Yair Klartag is one of four composers commissioned by MATA, this year. His piece There’s no lack of void will be premiered on Wednesday. He kindly took the time to answer our five questions.
The MATA Festival commissions a small number of composers each year, and you were selected as one of the four in 2016. MATA gives exposure to composers whose work doesn’t fit into existing institutions, so what about your work defies categories?
I generally find the idea of categories very problematic in art. So in that regard, I believe that every “good” artwork “defies categories”. One of our challenges is to experience works of art as they are, and not through their classifications; to search for beauty in unexpected places. The decision to write for orchestral instruments, or to write notes on paper is not obvious to me. I use them because of the expressive means that the lineage of this music (classical music) provides, but that has nothing to do with the way I want the music to be heard. I am very excited about the different contexts in which my music will be performed during this year’s MATA Festival; after Wednesday’s concert at National Sawdust with Ensemble Linea, I’ll be presenting a new video piece at Trans-Pecos for MATA FUNHOUSE, where Festival artists and local noisemakers get together to experiment and collaborate in more of a nightlife/DIY context.
What did you explore in There’s no lack of void?
I tried to recreate the effect of overexposure to music which I often experience.

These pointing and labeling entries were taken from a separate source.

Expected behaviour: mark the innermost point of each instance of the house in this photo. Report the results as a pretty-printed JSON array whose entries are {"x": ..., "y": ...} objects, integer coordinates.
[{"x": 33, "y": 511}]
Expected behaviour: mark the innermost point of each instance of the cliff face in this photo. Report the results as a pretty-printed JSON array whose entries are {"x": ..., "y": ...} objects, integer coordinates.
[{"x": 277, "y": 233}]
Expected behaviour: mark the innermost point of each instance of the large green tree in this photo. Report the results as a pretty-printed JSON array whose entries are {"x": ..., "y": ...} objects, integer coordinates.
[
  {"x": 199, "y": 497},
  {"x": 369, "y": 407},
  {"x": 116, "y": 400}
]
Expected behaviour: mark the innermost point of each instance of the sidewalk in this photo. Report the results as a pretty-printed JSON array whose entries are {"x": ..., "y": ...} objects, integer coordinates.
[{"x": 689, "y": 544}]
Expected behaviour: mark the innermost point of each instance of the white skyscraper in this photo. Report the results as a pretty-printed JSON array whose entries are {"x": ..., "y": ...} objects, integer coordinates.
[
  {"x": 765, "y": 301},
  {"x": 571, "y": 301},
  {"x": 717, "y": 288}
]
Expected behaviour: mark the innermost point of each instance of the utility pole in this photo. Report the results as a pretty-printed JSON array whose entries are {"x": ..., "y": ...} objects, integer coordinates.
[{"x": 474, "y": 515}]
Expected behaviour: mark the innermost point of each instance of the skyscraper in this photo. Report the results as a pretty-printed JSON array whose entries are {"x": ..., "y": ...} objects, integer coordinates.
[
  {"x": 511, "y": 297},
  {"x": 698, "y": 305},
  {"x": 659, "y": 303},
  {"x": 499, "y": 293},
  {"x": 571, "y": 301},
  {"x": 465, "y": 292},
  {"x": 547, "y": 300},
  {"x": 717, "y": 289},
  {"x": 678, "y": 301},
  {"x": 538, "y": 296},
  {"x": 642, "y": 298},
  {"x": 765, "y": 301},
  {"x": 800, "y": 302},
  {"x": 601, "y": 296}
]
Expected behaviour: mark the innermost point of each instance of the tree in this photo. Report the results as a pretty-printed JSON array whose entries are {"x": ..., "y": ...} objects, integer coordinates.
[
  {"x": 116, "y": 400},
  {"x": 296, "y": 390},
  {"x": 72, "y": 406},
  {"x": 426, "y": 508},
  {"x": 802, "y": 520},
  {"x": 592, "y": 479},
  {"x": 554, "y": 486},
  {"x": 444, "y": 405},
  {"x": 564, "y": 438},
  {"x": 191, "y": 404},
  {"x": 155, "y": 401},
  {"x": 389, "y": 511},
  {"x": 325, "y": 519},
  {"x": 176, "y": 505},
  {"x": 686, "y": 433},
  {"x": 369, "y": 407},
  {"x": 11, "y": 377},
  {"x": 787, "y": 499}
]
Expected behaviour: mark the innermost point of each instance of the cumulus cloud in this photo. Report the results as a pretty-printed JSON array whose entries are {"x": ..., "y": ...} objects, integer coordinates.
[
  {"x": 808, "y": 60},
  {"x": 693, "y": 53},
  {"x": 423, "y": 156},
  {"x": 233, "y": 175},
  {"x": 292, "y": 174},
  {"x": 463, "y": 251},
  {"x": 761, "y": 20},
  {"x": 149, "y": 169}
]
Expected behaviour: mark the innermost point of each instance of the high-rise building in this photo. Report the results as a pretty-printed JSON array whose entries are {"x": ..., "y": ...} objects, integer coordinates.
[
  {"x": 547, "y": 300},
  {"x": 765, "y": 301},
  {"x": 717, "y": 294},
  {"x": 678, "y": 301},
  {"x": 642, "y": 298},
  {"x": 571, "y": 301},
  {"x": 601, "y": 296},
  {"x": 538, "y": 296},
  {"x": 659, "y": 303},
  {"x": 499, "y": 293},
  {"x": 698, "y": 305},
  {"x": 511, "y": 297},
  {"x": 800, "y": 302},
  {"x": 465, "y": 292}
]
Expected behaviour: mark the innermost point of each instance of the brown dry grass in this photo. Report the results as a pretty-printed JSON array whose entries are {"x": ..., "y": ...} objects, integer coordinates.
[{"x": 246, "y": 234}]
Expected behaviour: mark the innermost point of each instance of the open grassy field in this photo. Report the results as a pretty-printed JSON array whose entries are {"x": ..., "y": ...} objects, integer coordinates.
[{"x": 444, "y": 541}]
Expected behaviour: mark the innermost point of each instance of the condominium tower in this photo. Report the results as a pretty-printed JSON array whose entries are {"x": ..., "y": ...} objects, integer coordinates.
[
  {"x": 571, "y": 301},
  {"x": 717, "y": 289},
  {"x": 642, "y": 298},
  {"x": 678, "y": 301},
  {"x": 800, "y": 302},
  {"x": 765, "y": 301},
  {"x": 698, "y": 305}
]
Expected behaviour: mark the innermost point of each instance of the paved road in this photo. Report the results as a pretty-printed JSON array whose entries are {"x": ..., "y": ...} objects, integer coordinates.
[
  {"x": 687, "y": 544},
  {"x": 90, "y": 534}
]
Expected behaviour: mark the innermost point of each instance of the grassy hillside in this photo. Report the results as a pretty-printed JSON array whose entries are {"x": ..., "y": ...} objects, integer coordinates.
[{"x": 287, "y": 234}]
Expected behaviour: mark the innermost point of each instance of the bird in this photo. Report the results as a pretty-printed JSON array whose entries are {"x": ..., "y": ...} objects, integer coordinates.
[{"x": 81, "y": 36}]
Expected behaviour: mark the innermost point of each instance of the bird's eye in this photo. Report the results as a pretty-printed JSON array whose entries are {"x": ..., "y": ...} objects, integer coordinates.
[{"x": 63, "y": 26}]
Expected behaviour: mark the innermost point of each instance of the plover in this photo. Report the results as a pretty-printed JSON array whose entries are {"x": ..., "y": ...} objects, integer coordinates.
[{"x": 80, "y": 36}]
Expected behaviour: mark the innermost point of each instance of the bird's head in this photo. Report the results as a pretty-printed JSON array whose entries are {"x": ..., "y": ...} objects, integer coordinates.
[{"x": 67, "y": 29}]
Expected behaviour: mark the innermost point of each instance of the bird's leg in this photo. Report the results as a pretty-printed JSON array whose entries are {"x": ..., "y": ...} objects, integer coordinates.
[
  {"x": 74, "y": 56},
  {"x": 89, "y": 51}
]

We are exposed to such an overwhelming amount of sonic experiences that it becomes hard to create a meaningful one. In my piece, there is an abundance of musical events and materials; I strip them of their significance and turn them into a sort of musical waste. That’s why I chose this There’s no lack of void as the title, which is a line from Samuel Beckett’s “Waiting for Godot”. It seems appropriate to me to use this quote of Beckett, whose writing Adorno describes as one in which “the poetic process declares itself to be a process of wastage”. In this flux of events and musical wastage, I was hoping to find moments of authentic, honest expression that are also neither self-aware nor self-referential.

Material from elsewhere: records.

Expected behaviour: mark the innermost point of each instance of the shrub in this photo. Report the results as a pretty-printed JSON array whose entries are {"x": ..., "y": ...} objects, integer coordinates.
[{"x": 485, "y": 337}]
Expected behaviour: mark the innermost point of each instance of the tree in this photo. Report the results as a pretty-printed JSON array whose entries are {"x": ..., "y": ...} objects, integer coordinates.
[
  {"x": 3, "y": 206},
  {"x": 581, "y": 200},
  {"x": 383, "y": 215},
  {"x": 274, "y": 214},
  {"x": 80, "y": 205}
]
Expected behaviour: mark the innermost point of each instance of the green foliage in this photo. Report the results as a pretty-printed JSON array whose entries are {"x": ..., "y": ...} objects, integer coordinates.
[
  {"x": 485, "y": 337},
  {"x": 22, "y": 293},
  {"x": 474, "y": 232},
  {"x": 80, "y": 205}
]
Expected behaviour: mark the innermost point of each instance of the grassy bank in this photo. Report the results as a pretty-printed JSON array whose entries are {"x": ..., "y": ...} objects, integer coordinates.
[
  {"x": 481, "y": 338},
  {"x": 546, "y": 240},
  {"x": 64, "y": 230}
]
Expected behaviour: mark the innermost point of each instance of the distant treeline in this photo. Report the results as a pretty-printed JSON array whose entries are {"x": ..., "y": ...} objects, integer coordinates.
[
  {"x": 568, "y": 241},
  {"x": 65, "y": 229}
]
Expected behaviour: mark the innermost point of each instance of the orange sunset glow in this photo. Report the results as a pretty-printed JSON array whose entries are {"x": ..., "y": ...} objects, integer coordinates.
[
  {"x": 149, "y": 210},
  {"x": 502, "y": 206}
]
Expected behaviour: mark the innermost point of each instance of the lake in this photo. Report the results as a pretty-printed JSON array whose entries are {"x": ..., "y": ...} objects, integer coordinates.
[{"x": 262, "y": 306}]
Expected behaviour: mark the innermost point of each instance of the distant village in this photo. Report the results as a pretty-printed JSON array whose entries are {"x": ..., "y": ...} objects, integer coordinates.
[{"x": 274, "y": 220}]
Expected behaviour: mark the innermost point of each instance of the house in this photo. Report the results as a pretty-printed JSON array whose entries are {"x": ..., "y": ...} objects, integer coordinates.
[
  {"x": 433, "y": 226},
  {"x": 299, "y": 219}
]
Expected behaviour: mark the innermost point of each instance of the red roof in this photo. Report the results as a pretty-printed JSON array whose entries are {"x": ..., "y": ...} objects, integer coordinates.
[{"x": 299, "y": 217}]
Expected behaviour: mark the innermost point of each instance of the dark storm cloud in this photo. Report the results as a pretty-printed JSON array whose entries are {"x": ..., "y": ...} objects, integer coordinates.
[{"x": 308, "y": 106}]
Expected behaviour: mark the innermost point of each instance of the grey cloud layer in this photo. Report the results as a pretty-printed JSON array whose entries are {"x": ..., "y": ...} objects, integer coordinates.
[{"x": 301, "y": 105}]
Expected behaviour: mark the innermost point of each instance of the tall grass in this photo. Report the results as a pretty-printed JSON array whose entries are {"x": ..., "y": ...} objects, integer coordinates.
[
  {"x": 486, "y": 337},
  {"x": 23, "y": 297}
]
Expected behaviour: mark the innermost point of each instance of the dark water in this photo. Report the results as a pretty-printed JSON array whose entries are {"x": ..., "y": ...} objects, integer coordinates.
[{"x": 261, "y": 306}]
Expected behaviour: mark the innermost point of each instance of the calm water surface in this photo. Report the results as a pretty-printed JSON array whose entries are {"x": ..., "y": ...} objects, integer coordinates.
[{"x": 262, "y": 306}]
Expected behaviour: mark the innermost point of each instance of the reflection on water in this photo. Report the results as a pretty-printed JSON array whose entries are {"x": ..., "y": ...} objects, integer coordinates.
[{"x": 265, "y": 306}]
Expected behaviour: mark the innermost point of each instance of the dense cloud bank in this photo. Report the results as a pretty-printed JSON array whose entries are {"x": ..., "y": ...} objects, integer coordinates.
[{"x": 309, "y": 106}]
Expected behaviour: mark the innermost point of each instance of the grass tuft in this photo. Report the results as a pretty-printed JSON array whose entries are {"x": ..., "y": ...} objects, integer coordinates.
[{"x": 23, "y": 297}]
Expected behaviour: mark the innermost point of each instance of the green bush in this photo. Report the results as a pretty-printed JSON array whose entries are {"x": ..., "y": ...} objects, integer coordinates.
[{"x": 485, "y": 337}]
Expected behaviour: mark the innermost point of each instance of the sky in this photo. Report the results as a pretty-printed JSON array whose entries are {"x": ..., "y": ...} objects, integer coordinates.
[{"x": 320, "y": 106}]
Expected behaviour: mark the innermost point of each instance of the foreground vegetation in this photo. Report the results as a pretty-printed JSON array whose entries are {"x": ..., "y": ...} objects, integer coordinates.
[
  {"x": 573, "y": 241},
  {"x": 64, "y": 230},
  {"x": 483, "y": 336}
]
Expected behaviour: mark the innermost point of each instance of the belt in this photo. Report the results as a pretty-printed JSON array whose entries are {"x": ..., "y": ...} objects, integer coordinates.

Your chamber music has been performed by ensembles like JACK, MiVOS, and now Ensemble Linea premieres your work There’s no lack of void. What intrigues you about this form?
I am very grateful for the opportunity to work with Ensemble Linea. I just got back from the first rehearsal with them, and they have the unique combination of great musicianship and very open minds. I have written several pieces for strings in recent years, and I feel very close to the sound and visible geometric technique of string instruments. In There’s no lack of void, the addition of the body of the piano and the raw power of the trombone allowed me to further extend the sound world that I developed in my strings pieces to new dimensions.

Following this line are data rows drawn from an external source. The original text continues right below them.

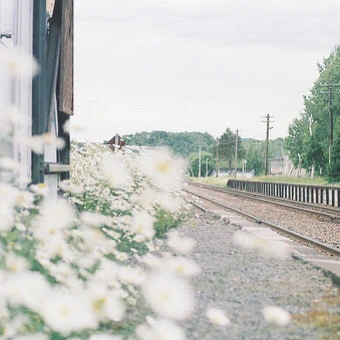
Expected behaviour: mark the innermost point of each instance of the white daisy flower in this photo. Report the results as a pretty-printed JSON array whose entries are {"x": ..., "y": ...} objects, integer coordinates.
[
  {"x": 142, "y": 224},
  {"x": 169, "y": 296},
  {"x": 66, "y": 313}
]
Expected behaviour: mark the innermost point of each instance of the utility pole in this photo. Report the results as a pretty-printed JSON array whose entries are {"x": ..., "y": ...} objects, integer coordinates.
[
  {"x": 199, "y": 159},
  {"x": 217, "y": 169},
  {"x": 331, "y": 119},
  {"x": 236, "y": 145},
  {"x": 268, "y": 121}
]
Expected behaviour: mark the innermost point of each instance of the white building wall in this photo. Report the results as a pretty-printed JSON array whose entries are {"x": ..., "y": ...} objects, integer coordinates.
[{"x": 16, "y": 17}]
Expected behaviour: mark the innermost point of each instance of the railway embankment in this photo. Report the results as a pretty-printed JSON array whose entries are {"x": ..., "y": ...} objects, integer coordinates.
[{"x": 243, "y": 281}]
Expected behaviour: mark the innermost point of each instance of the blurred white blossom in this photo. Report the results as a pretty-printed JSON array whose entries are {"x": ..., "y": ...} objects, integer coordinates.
[{"x": 169, "y": 296}]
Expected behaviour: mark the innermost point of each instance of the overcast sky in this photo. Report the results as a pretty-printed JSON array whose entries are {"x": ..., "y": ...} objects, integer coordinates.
[{"x": 197, "y": 65}]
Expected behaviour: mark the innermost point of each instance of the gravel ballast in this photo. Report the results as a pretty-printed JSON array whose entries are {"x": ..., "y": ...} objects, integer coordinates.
[{"x": 242, "y": 282}]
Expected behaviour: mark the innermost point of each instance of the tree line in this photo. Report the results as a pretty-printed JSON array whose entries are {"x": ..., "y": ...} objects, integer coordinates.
[
  {"x": 313, "y": 140},
  {"x": 314, "y": 137},
  {"x": 188, "y": 145}
]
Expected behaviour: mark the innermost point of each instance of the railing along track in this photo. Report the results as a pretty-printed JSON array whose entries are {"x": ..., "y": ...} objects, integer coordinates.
[
  {"x": 319, "y": 210},
  {"x": 290, "y": 234}
]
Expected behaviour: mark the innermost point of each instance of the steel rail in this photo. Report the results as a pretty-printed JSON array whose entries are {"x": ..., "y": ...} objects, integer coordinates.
[
  {"x": 292, "y": 235},
  {"x": 273, "y": 200}
]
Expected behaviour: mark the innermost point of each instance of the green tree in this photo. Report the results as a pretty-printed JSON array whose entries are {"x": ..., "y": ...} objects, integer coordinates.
[
  {"x": 309, "y": 135},
  {"x": 207, "y": 163},
  {"x": 227, "y": 146},
  {"x": 334, "y": 166}
]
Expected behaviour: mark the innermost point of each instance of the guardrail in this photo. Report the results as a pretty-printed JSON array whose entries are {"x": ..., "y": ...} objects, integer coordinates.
[{"x": 327, "y": 195}]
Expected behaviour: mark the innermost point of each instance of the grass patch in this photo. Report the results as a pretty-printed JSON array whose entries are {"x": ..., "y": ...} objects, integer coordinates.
[{"x": 324, "y": 316}]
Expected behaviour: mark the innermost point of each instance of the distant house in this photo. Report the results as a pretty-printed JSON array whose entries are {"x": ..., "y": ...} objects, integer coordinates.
[
  {"x": 227, "y": 173},
  {"x": 43, "y": 29},
  {"x": 116, "y": 142},
  {"x": 280, "y": 166}
]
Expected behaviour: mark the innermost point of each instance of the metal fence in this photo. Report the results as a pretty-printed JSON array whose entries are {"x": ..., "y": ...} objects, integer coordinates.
[{"x": 327, "y": 195}]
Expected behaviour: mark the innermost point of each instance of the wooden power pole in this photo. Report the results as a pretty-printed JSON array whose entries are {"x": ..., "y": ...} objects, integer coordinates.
[{"x": 268, "y": 121}]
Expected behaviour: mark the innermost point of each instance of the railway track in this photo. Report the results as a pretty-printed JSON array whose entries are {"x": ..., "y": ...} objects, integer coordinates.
[{"x": 312, "y": 226}]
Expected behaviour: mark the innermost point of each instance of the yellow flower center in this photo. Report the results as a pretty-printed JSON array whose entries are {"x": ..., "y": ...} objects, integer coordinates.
[
  {"x": 99, "y": 304},
  {"x": 164, "y": 166}
]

Composition has taken you through Israel and Germany, and now you’re a doctoral candidate for composition at Columbia University in New York. How do your earliest musical influences interact with your current ones?
I feel very lucky with my early musical education. I had wonderful composition teacher in high school, back in Israel. He would give us weekly composition assignments that were extremely abstract and creative. These very early works are very dear to me, because I had no musical technical knowledge nor understanding of the new music world. They still act as a compass, guiding me back towards my original attraction to making art with sounds. I often encounter musical pedagogy that forces students to first write Renaissance polyphony, then a baroque fugue, then a classical sonata, and only after one has “mastered” all these skills, one can start doing “contemporary music”, where one is expected to rebel against everything one has learned. I find this methodology very reductionist in regard to the artistic aspirations of composers. These initial creative impulses were helpful in connecting my composition to innate creative urges, rather than just to the traditional progression of academic thinking.
Your work won prizes in France, Spain, South Korea, China, Israel, and Japan. This MATA commission exposes a broader American audience to your work. What dialogue do you hope your work inspires?
Although the musical institutions and establishment are very different in all of these countries, I always find the dialogue very similar. The moments I value the most in art are encounters with materials and structures that resonate with something in the artist’s internal world, and the rare cases where I find beauty in them. Finding aesthetic value in these personal, and sometimes dark places is a very humanistic experience for me, and I hope my audiences feel the same.